Both Republicans stressed their support for comprehensive immigration reform, bemoaning how politicized the issue has become and with Heller declaring Congress had “failed” on immigration. Amodei laid the blame for not bringing a compromise immigration bill up for a vote squarely at the feet of Republican and Democratic leadership.

“This is something that both sides are going to have to put on their big person shorts on and buck up,” Amodei said. “If you want to have an impact … tell folks on both sides to get off their butts and bring a bill to the floor.”

Heller was one of 14 Senate Republicans who voted in favor of the so-called “Gang of Eight” bill, a bipartisan immigration reform bill introduced in 2013 that would have created a path to citizenship for some of the 11 million undocumented immigrants in the United States as well as increased border security. Though the measure passed the Senate, it never succeeded in the House. Both Republicans say they support some sort of pathway to citizenship for people not legally in the country.

Heller wouldn’t take a stance on possible budget cuts to the Environmental Protection Agency proposed in the White House’s budget, saying only that he will be one of a group of “reasonable people” who will come together and “make correct adjustments to this president’s budget.” Heller also claimed that “no Republican back in Washington D.C.” has “done more for alternative energy” than he has.

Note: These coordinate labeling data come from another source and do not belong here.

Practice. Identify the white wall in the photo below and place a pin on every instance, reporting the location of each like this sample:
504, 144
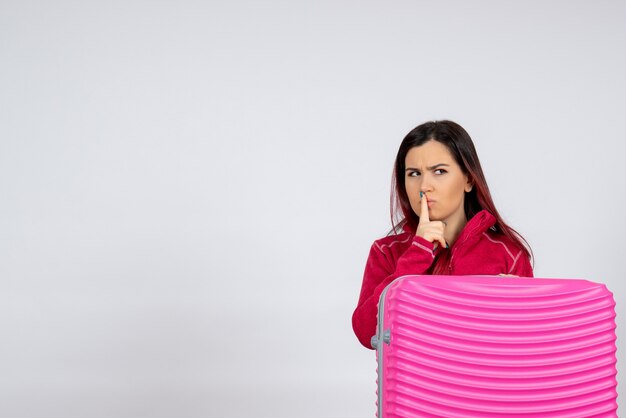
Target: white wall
189, 191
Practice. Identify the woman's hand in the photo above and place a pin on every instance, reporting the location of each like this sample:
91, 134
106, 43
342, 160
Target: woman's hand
430, 230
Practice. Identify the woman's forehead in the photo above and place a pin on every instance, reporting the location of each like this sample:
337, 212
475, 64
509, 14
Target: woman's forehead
429, 154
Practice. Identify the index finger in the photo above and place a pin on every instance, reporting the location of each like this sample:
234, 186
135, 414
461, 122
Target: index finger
424, 212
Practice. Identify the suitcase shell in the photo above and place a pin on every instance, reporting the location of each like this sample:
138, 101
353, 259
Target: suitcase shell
491, 346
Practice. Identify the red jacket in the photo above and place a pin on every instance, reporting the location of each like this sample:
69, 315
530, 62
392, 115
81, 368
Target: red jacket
477, 250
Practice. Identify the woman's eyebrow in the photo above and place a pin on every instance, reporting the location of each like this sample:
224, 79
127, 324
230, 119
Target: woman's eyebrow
429, 168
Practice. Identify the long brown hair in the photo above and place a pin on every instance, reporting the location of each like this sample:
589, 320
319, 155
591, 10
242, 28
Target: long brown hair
461, 147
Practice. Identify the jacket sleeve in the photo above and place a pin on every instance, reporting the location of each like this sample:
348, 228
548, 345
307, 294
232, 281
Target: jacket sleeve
522, 267
379, 272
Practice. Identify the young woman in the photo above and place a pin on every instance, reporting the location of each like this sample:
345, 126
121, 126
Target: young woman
448, 222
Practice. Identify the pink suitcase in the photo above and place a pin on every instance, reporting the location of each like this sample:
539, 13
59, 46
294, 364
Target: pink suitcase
490, 346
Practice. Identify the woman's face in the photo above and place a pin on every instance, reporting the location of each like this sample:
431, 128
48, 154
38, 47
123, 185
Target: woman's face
430, 168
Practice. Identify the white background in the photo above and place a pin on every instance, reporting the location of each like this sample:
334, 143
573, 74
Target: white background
189, 190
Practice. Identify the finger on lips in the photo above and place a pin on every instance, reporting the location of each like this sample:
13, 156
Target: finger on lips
424, 212
437, 233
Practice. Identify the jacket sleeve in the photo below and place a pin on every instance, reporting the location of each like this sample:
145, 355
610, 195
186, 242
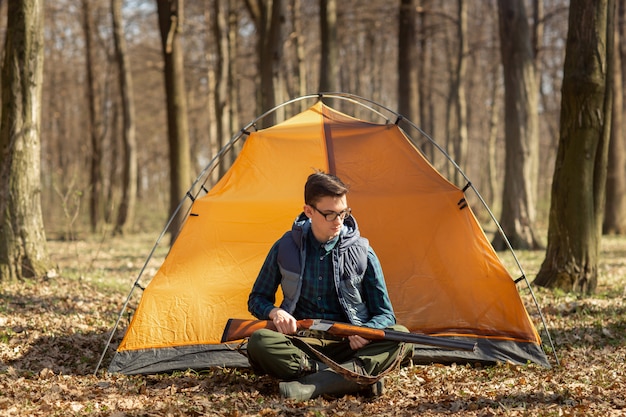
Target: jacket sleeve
376, 295
263, 295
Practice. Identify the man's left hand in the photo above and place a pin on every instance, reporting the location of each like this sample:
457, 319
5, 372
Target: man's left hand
357, 342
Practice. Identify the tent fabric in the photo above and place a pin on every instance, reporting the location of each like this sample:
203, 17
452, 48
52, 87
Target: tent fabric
443, 276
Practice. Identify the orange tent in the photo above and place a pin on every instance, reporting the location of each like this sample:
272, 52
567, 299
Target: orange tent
443, 276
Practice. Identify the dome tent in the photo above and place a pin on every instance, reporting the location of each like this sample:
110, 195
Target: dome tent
443, 276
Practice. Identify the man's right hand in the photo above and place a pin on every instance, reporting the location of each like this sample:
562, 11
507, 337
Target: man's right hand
285, 323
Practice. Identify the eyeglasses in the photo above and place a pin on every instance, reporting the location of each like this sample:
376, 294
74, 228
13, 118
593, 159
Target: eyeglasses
333, 215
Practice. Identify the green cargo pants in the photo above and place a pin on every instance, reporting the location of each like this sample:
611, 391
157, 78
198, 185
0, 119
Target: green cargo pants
276, 354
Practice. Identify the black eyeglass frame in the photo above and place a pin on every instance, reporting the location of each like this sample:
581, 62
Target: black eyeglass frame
333, 215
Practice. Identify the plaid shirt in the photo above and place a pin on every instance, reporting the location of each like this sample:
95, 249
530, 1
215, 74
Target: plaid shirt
318, 297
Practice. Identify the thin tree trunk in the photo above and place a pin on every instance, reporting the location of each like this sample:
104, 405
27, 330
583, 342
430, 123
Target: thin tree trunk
407, 73
171, 27
222, 72
578, 187
615, 214
521, 128
95, 124
126, 212
460, 145
299, 47
424, 92
329, 65
23, 250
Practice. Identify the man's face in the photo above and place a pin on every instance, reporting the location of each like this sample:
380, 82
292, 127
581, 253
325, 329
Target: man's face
330, 207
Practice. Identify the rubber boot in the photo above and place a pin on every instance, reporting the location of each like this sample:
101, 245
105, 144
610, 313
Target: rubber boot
327, 382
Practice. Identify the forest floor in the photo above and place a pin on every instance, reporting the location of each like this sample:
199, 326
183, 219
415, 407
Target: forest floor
52, 334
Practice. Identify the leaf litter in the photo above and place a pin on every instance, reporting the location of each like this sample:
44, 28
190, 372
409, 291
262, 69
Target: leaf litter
52, 334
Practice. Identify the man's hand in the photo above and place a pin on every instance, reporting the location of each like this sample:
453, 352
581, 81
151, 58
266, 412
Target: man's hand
285, 323
357, 342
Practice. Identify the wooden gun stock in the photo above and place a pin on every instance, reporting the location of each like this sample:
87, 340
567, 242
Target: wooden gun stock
238, 329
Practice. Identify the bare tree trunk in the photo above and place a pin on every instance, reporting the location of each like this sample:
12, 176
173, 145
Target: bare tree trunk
492, 182
299, 46
407, 74
95, 124
126, 210
574, 234
233, 77
329, 65
521, 128
267, 16
222, 76
424, 91
615, 214
23, 250
171, 27
460, 145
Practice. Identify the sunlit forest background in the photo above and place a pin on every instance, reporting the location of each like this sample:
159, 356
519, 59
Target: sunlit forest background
367, 34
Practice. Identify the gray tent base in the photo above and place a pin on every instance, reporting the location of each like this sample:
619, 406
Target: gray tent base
198, 357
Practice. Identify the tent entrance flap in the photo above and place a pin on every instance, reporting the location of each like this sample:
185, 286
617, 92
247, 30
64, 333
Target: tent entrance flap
441, 271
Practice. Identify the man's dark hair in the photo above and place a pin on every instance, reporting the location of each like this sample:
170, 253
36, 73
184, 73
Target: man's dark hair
321, 184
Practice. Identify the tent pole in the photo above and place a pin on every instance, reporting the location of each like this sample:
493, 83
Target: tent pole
354, 99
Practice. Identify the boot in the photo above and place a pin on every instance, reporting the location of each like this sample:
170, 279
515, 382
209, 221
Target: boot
327, 382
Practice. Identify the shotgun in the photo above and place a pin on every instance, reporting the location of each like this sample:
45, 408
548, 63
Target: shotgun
238, 329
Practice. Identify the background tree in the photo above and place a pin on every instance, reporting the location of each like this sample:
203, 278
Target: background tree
407, 71
96, 124
615, 214
268, 18
127, 204
579, 184
171, 28
23, 250
521, 128
329, 66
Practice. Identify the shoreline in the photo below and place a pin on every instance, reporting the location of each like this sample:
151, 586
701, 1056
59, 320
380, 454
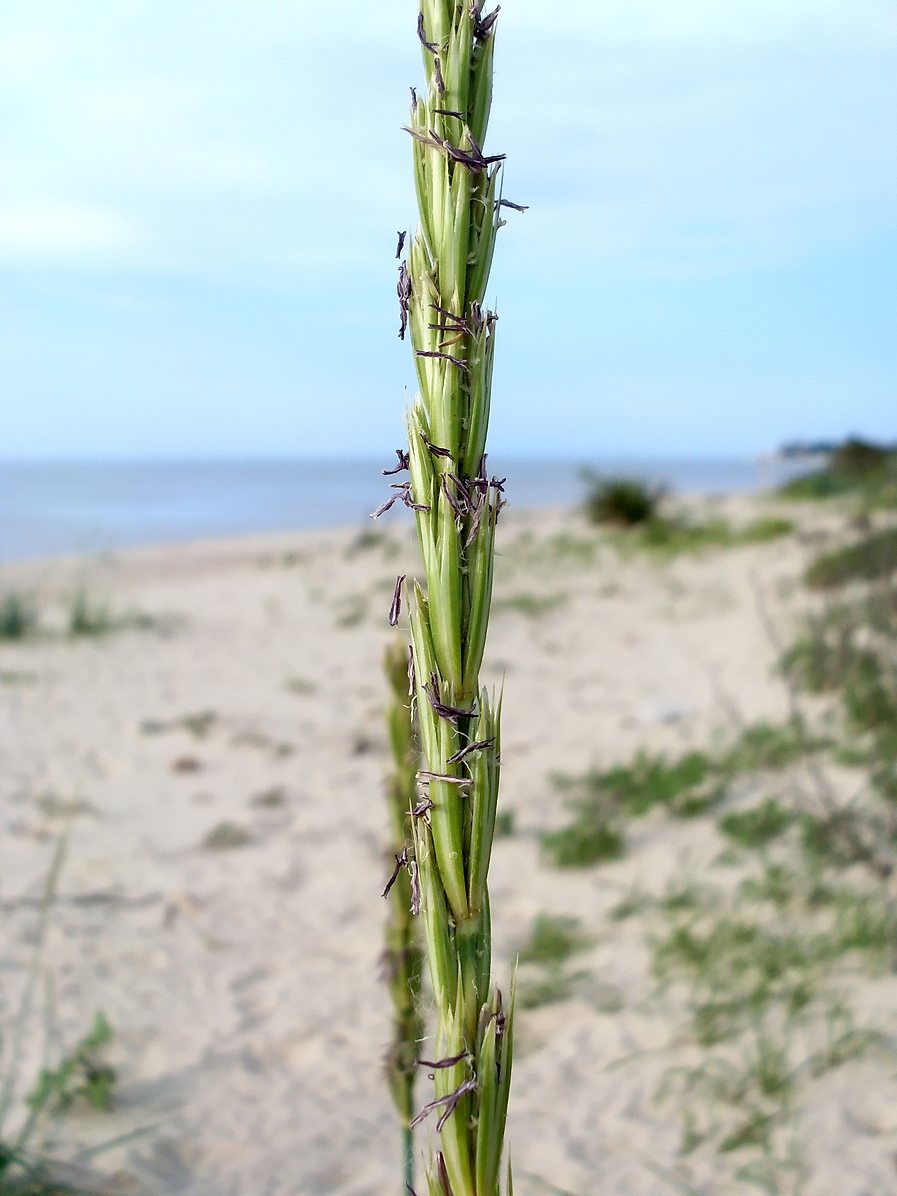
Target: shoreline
220, 766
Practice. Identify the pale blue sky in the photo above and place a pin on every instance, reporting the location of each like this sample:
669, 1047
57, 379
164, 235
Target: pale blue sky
199, 203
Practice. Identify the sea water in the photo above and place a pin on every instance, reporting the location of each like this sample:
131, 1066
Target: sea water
50, 508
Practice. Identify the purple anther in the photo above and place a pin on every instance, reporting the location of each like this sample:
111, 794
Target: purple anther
444, 1062
403, 290
444, 357
403, 463
450, 1103
463, 752
450, 713
421, 34
401, 862
396, 608
434, 449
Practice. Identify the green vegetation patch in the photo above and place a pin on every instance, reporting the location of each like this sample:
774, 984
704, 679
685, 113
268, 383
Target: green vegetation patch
694, 783
620, 501
18, 616
867, 560
553, 940
856, 468
757, 827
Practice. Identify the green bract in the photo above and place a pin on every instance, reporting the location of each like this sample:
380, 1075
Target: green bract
456, 504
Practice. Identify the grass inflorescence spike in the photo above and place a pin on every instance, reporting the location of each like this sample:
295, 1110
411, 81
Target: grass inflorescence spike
456, 504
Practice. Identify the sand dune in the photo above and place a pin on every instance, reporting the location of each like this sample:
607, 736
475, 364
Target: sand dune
220, 768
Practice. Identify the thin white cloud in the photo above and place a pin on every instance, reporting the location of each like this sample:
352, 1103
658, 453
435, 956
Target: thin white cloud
240, 135
58, 230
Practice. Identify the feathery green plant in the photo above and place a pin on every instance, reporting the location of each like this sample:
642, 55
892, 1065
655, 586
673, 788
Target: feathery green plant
403, 958
441, 293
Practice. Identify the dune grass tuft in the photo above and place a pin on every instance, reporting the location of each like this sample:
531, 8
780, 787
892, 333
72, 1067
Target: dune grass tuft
18, 616
456, 504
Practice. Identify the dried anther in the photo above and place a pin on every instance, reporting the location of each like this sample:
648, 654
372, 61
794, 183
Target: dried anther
396, 608
403, 290
401, 862
471, 158
445, 776
403, 463
463, 752
444, 1062
450, 713
434, 449
403, 492
421, 34
450, 1102
444, 357
483, 25
453, 502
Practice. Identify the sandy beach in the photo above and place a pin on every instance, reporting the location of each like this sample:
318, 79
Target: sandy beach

He also couldn’t remember whether he had taken any donations from the wealthy Koch brothers — who have downplayed the risks of climate change — though he said he was “pretty certain” he had, but he said that those donations wouldn’t change his views on energy policy. Koch Industries gave $20,500 to Heller directly in 2012.

Several audience members questioned why Amodei and Heller hadn’t held a town hall previously. The duo dealt with hostile questions during a 45-minute impromptu question and answer session with members of the Carson City Chamber of Commerce in February, and Heller hosted a closed-door event in Sun City Anthem in March. Heller also touted his tele-town halls, which he says draws in more than 5,000 people for a weekly question and answer session.

Heller is scheduled to address a joint session of the Nevada Legislature later on Monday.

Photos in this piece by The Nevada Independent staff.